If you noticed the
summary in there, from amd.com.......IMHO the "patch" here seems to imply that there's some sort of issue (or bug) with the cache behaviour during virtual address aliasing. However, whether this issue affects other
unpatched operating systems (perhaps Windows) is unknown (speculation). And later, from Linus.....Not sure how disabling this feature also affects other operating systems. :hmm:
OK, I have to go a bit deeper into the matter, any virtual regiments aside..
Patching software just means to apply changed code to do something differently than originally implemented. This can be a workaround for a HW bug (maybe this is why you think every patch is related to a bug) or a fix for a SW bug, but it also can be an improvement or even a new feature.
In case of Barcelona the published patch was a workaround+disabling a feature regarding a real HW bug in form of the well known TLB bug. It was a bug because it could cause a crash under certain circumstances.

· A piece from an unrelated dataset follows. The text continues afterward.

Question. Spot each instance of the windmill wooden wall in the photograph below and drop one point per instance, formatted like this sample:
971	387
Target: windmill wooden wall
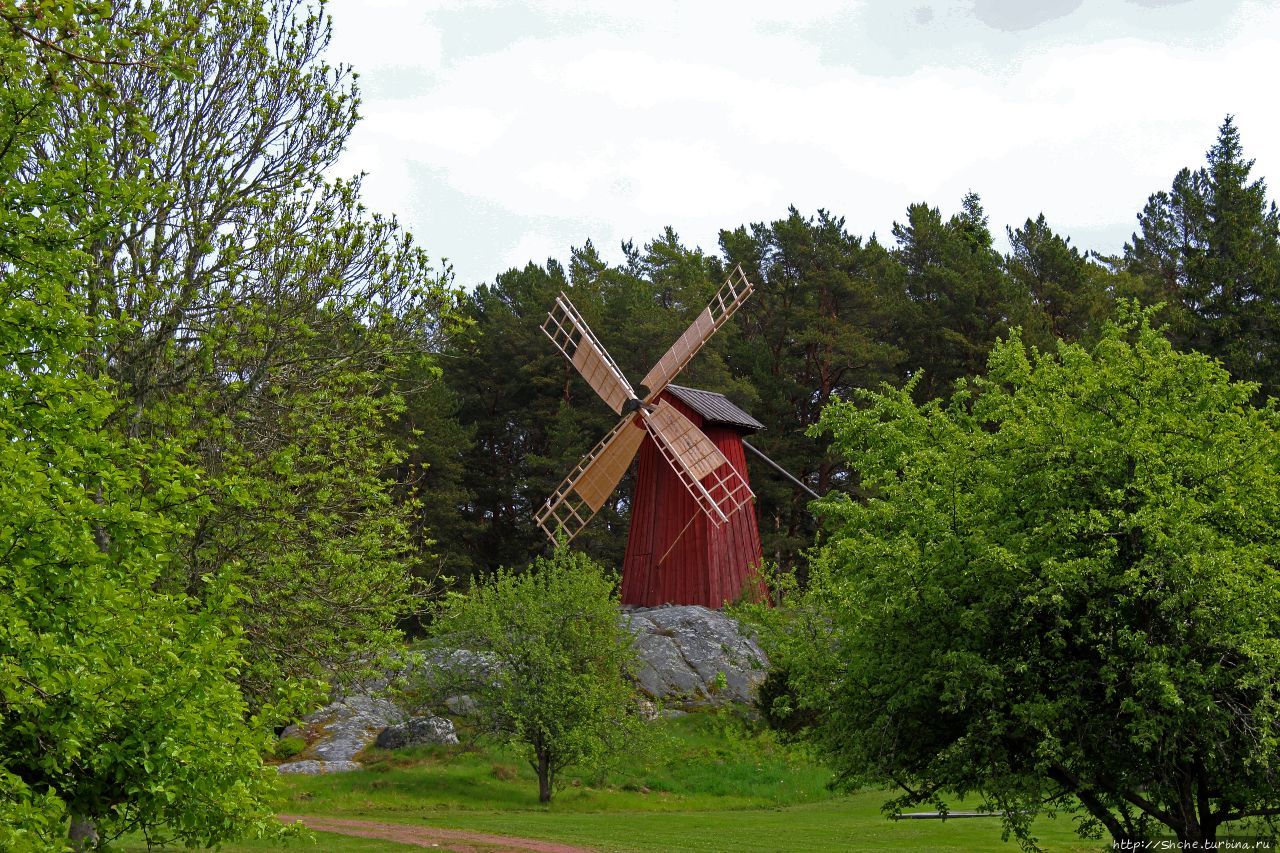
675	553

In the case of this BD related patch it's about handling something differently in the kernel to avoid situations where performance could be reduced by a couple of percent, as can be clearly seen here:
This patch provides performance tuning for the "Bulldozer" CPU. With its
shared instruction cache there is a chance of generating an excessive
number of cache cross-invalidates when running specific workloads on the
cores of a compute module.
http://www.spinics.net/lists/linux-tip-commits/msg13140.html
Although it's just some "tuning" it affects much more situations than e.g. optimizations like using ADD/SHL instead of a slower MUL instruction depending on the operands.
The shared I-cache of a BD module is not a bug but a conceptual detail. And how it handles virtual addresses is also not a bug but an implementation detail.
BTW I found the posting where I read about it first time:
http://www.planet3dnow.de/vbulletin/showpost.php?p=4487776&postcount=4655
The OP already quoted the performance impact I used to get to 97%:
> Out of curiosity, what's the performance impact if the workaround is
> not enabled?
Up to 3% for a CPU-intensive style benchmark, and it can vary highly in a microbenchmark depending on workload and compiler.
The 3% number is also clearly mentioned in the patch as of 08/05 here:
Code:
+ align_va_addr= [X86-64]
+ Align virtual addresses by clearing slice [14:12] when
+ allocating a VMA at process creation time. This option
+ gives you up to 3% performance improvement on AMD F15h
+ machines (where it is enabled by default) for a
+ CPU-intensive style benchmark, and it can vary highly in
+ a microbenchmark depending on workload and compiler.
It might be interesting, how the situation is on Windows based systems. Any OS guys around?